47. Sorry about…


C’est le moment de l’année que je préfère, celui où tout peut chavirer. Le ciel devient un radeau à bord duquel les éléments se disputent une épreuve qui ne connaît pas de vainqueur.

Mai est tout sauf tiède. Dans l’air, le moindre frémissement agite nos sens et met nos nerfs à vif. La demi-mesure n’y joue aucun rôle. Tout peut arriver et souvent tout arrive, sans que la météo soit seule en cause.

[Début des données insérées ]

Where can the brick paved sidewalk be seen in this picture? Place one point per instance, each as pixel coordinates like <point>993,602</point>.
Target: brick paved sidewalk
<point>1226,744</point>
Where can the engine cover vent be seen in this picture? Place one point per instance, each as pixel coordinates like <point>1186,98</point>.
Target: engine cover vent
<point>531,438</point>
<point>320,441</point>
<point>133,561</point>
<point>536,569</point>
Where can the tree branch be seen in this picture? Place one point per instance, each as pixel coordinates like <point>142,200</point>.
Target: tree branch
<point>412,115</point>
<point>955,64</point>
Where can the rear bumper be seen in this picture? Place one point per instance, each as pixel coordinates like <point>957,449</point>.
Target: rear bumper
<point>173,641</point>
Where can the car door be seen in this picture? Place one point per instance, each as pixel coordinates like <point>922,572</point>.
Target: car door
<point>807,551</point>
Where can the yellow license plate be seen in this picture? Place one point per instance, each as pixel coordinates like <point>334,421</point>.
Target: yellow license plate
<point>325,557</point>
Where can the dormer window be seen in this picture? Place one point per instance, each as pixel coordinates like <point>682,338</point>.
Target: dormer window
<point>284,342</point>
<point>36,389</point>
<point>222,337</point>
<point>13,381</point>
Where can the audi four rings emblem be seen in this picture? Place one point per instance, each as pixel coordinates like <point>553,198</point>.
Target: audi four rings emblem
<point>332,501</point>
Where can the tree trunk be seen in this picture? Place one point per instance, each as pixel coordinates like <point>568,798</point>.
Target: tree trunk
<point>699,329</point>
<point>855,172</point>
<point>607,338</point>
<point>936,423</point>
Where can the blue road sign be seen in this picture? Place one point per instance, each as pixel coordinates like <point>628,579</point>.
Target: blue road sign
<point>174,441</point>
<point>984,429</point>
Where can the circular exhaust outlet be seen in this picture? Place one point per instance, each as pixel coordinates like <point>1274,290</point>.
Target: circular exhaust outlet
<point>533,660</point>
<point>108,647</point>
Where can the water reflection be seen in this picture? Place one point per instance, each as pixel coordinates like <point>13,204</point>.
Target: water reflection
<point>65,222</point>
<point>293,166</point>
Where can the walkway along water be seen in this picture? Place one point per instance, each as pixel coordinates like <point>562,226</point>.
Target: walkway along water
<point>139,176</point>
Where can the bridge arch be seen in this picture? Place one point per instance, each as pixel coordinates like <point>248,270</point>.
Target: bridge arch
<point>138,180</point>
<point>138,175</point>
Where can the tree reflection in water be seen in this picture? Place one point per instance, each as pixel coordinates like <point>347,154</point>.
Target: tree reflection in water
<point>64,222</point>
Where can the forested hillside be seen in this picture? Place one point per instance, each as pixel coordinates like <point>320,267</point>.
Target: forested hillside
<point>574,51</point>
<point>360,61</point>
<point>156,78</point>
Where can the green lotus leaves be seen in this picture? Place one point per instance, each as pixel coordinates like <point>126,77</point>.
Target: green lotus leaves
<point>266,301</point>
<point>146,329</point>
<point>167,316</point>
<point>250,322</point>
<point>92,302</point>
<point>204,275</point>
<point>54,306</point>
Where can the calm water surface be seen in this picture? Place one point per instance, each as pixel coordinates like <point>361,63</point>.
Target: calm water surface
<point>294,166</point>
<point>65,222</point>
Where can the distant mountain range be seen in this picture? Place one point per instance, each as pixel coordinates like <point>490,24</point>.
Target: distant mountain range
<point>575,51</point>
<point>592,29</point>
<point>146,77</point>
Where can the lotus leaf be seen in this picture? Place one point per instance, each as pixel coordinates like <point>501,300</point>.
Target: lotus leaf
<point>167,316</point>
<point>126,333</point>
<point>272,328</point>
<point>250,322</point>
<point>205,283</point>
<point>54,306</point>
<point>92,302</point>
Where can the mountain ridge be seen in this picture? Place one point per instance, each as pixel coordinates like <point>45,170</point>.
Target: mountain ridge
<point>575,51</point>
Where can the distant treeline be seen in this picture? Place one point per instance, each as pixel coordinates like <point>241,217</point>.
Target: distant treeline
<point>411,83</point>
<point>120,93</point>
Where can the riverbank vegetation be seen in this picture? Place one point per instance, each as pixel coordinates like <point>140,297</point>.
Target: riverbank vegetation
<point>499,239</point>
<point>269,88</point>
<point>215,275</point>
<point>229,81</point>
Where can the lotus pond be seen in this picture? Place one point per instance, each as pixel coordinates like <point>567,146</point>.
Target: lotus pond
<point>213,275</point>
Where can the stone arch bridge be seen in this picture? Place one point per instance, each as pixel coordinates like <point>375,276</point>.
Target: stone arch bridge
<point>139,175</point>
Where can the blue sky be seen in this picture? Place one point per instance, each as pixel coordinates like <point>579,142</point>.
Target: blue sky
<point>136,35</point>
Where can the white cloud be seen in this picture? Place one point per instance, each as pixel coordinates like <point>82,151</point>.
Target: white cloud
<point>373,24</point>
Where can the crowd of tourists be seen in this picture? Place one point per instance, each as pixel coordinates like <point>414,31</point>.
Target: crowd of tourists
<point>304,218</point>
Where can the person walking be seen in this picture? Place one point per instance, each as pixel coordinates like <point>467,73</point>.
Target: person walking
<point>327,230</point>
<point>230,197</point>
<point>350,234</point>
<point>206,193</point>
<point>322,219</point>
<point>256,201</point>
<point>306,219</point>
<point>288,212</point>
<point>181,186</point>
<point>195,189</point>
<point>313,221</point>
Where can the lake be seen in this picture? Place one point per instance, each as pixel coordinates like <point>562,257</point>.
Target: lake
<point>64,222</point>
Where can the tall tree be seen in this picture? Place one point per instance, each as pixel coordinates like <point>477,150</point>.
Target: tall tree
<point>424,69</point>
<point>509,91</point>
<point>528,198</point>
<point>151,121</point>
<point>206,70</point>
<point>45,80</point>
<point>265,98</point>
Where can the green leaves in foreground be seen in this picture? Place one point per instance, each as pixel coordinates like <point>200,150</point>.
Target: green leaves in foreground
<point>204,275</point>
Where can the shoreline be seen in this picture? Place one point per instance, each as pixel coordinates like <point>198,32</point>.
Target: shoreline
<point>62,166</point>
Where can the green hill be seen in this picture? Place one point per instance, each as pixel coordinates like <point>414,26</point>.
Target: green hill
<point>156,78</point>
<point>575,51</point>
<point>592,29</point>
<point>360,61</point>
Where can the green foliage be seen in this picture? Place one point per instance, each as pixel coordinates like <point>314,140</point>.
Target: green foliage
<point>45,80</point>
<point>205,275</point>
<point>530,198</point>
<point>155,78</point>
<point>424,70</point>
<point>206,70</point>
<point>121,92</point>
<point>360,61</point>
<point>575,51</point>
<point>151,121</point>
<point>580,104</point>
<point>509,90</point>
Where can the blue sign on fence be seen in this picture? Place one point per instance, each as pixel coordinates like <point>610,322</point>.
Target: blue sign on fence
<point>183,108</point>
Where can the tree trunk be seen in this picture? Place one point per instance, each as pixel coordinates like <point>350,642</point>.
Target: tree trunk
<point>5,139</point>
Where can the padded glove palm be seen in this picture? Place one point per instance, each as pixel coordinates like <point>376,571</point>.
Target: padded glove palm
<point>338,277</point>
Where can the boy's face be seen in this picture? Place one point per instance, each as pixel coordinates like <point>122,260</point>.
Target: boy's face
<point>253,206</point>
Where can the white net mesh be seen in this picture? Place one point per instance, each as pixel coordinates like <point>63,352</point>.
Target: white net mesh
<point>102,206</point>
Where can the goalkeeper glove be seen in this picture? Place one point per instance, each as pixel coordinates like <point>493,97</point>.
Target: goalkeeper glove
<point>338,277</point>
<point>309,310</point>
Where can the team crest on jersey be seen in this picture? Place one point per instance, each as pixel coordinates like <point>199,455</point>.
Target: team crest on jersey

Grandioses et enivrantes, les pensées qui nous traversent se voient frappées de sinistrose l’instant d’après. Des éclats dans nos yeux pareils aux éclairs qui habillent le ciel où chacun exprime son lot de croyances populaires et de promesses à tenir.

Les couleurs dont se parent les villes, elles d’habitude si grises, bouleversent le paysage au point d’en faire un jardin. Une closerie d’imprimés à fleurs que des hanches roulant sur les trottoirs viennent illuminer. Même la plus rugueuse des femmes devient lys pour qui sait regarder.

L’homme de goût appréciera, sans rien perdre d’un spectacle qui maltraite ses pupilles.

Devant ces gorges qu’on libère du joug de l’hiver, nombreux sont ceux à remercier la providence. Cependant, tous les loups de la fable n’ont pas l’hommage délicat. Les chiffres qui circulent quand au  « terrorisme biteux » sont formels, la bergère des villes a toujours du mouron à se faire quand viennent les beaux jours.

Combien font le choix, au passage d’une robe un rien courte, d’opérer une révérence la lèvre humide et le regard torve ? Sans doute trop. Ainsi offerte aux yeux empoissés de désir de ces escrocs du Parnasse, la muse a peu de chance d’en sortir immaculée. Normal vu que l’objectif à atteindre consiste à bouter le vers hors de leurs braguettes.

On se dit alors que l’élégance n’est qu’un réflexe tardif chez les poètes munis d’un Pass Navigo que nous sommes. Un résidu de fraicheur Proustienne qui, chez nous, ne tente même plus de survivre à la moiteur du métro.

A se dire que, là où le chaînon manque, le pire n’est qu’une question de chance…

A l’évidence, si la modernité de notre société conforte les apparences, ce piteux stratagème du fameux chic parisien ne résiste pas à la descente en sous-sol. Confrontées au mortier des heures de pointe, entre quolibets graveleux et mains au cul terreuses, rares sont les veinardes à ne pouvoir en fournir la preuve.

L’effort de sensibilisation entrepris par la Ratp autour du problème que cela représente demeure louable, mais ce n’est pas en multipliant les citations lyriques dans l’espace confiné de ses bétaillères, qu’elle ira donner le change aux manières butyreuses de la foule qu’elle promène dans un élan de mixité improbable.

Une clientèle qui pour sa partie mâle, semble n’avoir gardé de Proust que le marcel qui lui gonfle le bide puisque passé vingt et une heure, le métro et pis encore, le RER s’inscrivent comme un no woman’s land où l’élégance a déclaré forfait.

On ne compte plus les fois ou une amie revenant seule d’une soirée fut contrainte de prendre sur elle pour ignorer la boule d’angoisse qui croîssait dans son ventre.

Les régimes d’avant plage, l’horloge biologique dont le tic-tac tétanise à l’approche de la quarantaine, la pression sociale et celle qu’en réponse elle s’inflige pour s’en distraire, toutes ces croix si dures soient-elles à porter, ne sont rien comparées à la prédation dont une femme est l’objet au quotidien.

Longtemps, j’ai suivi le flot de la foule, immunisé contre les tourments qu’elle subit.

J’ai honte de le dire mais je ne voyais dans la lubricité de mes congénères, qu’un effet inhérent à notre statut dominant. Je suis allé de l’avant, bien décidé à n’intervenir… qu’une fois chez moi. Là, posté devant mon miroir, je me suis alors rappelé l’étendu de mon privilège, ce luxe masculin qui finalement incarne si bien la défaite de ma pensée.

Mesdames, faute de couilles à vous offrir, laissez-moi faire miens ces mots d’Alfred de Vigny :

  • Au lieu de dire bonjour à une femme qu’il croise, un homme devrait commencer par lui demander pardon… 

Alors pardon.

(2 commentaires)

  1. C’est rarement reconnu, rarement exprimé surtout par un homme, alors oui, chronique salutaire, merci.